Gray Line employees on Oahu are represented by the Teamsters Local No. 142 and by the ILWU Local 996 on Kauai, Maui and the Big Island.
Pettit said Gray Line's assets are under tax liens and the company is finalizing agreements with its leasing companies to take back some 48 1- to 3-year-old buses to resell or lease.
Michael Carr, president of Polynesian Adventure Tours, said he's currently negotiating to acquire at least some of Gray Line's buses and its neighbor island licenses.
"But I'm certainly not going to make the same mistake they did - to commit to more equipment than our revenue can service," he said.
In 1992, 65 years after the business began, Gray Line set about renewing its fleet of 144 aging coaches "to regain clients that it had lost," a company spokesman said. By August, the company had shrunk operations by 67 percent and increased revenues dramatically.
But not enough.
"The problem was in the high cost of new motorcoaches, outer island operations that were operating at an average of 50 percent of capacity, and a concentration of its business in charter services where revenues are contained to $500 per eight-hour day versus as much as $1,600 per eight-hour day on a per seat sales basis," spokeswoman Elizabeth Schaller said.

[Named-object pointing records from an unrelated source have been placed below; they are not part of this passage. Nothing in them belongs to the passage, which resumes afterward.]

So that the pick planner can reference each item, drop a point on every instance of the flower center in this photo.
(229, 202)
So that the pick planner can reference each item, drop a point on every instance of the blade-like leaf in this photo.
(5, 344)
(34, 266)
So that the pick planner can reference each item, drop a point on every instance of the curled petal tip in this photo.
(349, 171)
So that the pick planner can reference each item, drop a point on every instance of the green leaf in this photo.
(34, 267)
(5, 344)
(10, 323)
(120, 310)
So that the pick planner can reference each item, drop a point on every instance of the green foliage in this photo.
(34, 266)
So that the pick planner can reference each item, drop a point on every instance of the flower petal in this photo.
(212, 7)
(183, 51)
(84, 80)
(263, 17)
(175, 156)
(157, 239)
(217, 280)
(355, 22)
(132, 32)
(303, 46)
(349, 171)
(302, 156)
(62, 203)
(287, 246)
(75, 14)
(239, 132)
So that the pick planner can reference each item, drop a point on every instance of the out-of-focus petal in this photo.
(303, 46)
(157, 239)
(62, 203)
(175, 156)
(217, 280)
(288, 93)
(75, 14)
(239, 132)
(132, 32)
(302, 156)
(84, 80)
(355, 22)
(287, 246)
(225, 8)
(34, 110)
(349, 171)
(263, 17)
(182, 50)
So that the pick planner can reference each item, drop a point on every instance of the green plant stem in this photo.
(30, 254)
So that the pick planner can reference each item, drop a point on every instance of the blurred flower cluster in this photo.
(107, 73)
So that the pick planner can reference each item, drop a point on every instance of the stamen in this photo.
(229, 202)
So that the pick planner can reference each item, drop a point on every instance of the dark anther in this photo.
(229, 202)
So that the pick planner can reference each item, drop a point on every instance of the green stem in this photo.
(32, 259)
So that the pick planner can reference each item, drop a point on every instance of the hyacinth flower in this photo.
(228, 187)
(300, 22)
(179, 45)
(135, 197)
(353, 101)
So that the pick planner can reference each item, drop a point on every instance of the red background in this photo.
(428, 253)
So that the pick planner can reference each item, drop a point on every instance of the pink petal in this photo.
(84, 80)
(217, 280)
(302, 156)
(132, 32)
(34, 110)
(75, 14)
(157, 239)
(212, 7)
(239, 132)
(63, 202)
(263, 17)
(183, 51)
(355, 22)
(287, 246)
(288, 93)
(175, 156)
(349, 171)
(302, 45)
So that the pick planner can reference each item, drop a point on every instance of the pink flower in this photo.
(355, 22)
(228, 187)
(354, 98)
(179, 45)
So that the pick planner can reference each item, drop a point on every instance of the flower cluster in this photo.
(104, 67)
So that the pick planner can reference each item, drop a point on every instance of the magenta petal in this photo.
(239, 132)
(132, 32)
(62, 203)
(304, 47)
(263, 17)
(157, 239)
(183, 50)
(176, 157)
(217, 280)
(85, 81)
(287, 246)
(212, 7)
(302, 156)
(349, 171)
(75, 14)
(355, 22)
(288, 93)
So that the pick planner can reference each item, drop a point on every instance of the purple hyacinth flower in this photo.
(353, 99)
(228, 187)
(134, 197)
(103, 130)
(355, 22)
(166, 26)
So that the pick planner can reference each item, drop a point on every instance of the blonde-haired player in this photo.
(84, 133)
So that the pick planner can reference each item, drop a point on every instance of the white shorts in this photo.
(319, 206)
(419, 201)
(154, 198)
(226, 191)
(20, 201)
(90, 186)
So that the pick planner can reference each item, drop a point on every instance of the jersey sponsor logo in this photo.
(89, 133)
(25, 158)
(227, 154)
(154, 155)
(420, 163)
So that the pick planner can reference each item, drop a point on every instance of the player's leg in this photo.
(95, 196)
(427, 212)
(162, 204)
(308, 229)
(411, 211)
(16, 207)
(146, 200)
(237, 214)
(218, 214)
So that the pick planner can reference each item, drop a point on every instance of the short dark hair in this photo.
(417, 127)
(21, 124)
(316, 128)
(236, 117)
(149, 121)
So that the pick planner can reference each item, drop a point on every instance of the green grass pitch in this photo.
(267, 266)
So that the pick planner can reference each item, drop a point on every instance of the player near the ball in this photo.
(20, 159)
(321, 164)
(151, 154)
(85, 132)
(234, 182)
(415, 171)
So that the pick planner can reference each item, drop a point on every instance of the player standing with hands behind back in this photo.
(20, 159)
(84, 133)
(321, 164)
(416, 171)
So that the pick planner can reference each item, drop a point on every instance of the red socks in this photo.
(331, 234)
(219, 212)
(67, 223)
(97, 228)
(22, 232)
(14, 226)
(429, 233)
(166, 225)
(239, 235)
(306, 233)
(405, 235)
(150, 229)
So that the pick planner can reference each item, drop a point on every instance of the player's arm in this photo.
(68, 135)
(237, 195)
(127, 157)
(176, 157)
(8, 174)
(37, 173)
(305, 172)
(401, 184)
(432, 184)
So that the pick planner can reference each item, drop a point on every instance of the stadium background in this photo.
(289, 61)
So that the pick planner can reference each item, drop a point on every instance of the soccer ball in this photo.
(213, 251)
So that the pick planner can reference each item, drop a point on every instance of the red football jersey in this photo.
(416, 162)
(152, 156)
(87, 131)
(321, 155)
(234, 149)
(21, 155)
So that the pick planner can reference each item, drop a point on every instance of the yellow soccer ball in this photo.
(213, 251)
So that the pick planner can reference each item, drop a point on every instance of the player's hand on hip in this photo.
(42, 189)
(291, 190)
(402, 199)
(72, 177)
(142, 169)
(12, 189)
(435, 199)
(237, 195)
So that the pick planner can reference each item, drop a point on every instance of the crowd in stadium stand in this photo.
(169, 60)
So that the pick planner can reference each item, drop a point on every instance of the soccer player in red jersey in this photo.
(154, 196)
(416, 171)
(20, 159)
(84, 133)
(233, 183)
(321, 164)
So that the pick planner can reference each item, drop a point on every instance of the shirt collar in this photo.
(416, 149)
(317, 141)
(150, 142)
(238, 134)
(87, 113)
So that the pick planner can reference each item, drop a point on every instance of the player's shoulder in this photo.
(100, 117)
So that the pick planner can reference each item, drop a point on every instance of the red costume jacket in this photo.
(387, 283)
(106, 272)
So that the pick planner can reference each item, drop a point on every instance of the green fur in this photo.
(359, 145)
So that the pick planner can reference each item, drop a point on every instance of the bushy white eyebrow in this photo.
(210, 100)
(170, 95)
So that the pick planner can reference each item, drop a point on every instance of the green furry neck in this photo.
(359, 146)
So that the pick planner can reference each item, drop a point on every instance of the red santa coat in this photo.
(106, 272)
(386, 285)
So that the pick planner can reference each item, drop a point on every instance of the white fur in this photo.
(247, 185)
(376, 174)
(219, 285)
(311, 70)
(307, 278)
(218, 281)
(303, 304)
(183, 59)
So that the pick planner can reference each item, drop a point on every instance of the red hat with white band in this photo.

She said the company planned to add 13 coaches to its fleet this year and anticipated profits in 1997.
Pettit said the closure shouldn't affect tour bus passengers right away.
Roberts Hawaii, a major competitor, reportedly has already signed up several of Gray Line's major clients and other carriers are taking up the slack for now.
"(But) any time you take 48 motor coaches out of ground transportation in a state this size, you're going to have a sizable gap in the ability to service customers," Pettit said.
"Nobody will be stranded," he said.
Begun in 1927 as Royal Hawaiian Transportation Co., the company acquired operations on the neighbor islands during the 1950s and became Gray Line Hawaii.
In 1994, former Gray Line President Robert Moore was sentenced to at least six years in prison for shooting his wife while they were in a parked car in 1992.
Gray Line Hawaii Ltd. is a subsidiary of GM Company Inc. and CM Holding Corp. Affiliated companies, Central Transportation Co. and Laupahoehoe Transportation Co., are not affected by the closure, officials said.